HANOI (Reuters) – Vietnam’s prime minister Nguyen Xuan Phuc said on Monday the country’s exchange rate policy was not aimed at helping its exports and asked that U.S. President Donald Trump have “a more objective assessment of the reality in Vietnam”.
The U.S. Trade Representative (USTR) said earlier this month that under Trump’s direction, it was opening an investigation into whether Vietnam has been undervaluing its dong currency and harming U.S. commerce.
“If the dong is devalued, it would seriously hurt the economy,” Phuc told Adam Boehler, head of the U.S. International Development Finance Corporation (DFC), in Hanoi on Monday.
“Vietnam is not using exchange rate policy to create a competitive advantage in international trade.”
Vietnam has been on Washington’s watchlist of currency manipulators because of its trade surplus with the United States, a large current-account surplus and a perception that its central bank has been actively buying foreign currency.
The U.S. Treasury in August found that Vietnam’s currency was undervalued in 2019 by about 4.7% against the dollar due in part to government intervention.
Phuc asked Boehler to tell Trump and the USTR to “have a more objective assessment of reality in Vietnam” with regard to the trade imbalance.

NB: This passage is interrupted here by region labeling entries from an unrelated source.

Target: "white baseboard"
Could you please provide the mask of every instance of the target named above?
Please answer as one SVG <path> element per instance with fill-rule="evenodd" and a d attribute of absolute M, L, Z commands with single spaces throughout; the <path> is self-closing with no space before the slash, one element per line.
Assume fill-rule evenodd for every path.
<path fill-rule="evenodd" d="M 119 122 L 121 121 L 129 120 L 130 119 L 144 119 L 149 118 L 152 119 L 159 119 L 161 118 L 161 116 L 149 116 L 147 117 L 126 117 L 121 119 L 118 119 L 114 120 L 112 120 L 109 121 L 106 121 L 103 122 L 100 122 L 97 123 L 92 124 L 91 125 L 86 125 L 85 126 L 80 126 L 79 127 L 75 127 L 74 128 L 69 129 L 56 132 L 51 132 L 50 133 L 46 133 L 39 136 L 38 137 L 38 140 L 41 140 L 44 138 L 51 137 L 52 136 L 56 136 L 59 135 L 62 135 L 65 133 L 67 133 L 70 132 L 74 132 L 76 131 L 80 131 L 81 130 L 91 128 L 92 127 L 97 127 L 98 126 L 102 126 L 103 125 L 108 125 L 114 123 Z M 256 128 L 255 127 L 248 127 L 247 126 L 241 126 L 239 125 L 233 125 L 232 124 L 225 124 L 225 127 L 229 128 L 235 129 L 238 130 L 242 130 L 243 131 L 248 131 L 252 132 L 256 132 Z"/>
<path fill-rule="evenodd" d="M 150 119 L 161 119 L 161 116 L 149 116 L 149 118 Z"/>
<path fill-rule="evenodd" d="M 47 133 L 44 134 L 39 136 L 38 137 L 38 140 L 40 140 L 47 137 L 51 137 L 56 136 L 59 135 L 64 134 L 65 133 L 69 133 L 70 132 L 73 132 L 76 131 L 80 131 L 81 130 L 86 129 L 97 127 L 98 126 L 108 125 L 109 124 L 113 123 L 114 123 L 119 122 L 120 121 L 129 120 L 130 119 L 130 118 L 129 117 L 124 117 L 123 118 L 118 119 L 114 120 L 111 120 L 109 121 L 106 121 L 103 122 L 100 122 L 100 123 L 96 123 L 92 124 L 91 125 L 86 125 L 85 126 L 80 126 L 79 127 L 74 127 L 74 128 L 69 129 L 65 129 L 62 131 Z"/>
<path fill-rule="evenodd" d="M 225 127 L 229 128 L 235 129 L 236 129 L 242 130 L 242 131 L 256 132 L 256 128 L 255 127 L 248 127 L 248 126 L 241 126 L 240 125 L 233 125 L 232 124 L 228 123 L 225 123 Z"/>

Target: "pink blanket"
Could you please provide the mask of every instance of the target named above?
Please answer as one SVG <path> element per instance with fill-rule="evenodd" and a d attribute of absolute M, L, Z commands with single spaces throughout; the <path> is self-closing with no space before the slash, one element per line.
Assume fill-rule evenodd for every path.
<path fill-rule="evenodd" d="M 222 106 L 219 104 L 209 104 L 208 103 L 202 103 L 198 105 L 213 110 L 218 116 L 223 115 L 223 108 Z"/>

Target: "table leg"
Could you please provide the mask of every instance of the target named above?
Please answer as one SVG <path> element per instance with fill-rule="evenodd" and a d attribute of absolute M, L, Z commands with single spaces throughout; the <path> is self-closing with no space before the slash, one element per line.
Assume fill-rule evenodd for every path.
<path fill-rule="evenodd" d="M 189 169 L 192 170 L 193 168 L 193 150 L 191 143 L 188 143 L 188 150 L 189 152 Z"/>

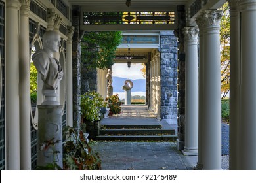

The DFC said Boehler was in Vietnam to “discuss a broad spectrum of opportunities”. On Tuesday, the deputy governor of Vietnam’s state bank told USTR officials that it “operates within the framework of international monetary policy”.
Vietnam’s trade surplus with the United States, widened to $44.3 billion in the first nine months of this year from $33.96 billion a year earlier, according to Vietnam’s customs data.
The U.S. Treasury Department is unlikely to release its long-delayed semi-annual report to Congress on international currency manipulation until after the U.S. presidential election on Nov. 3, a source familiar with the matter said on Friday.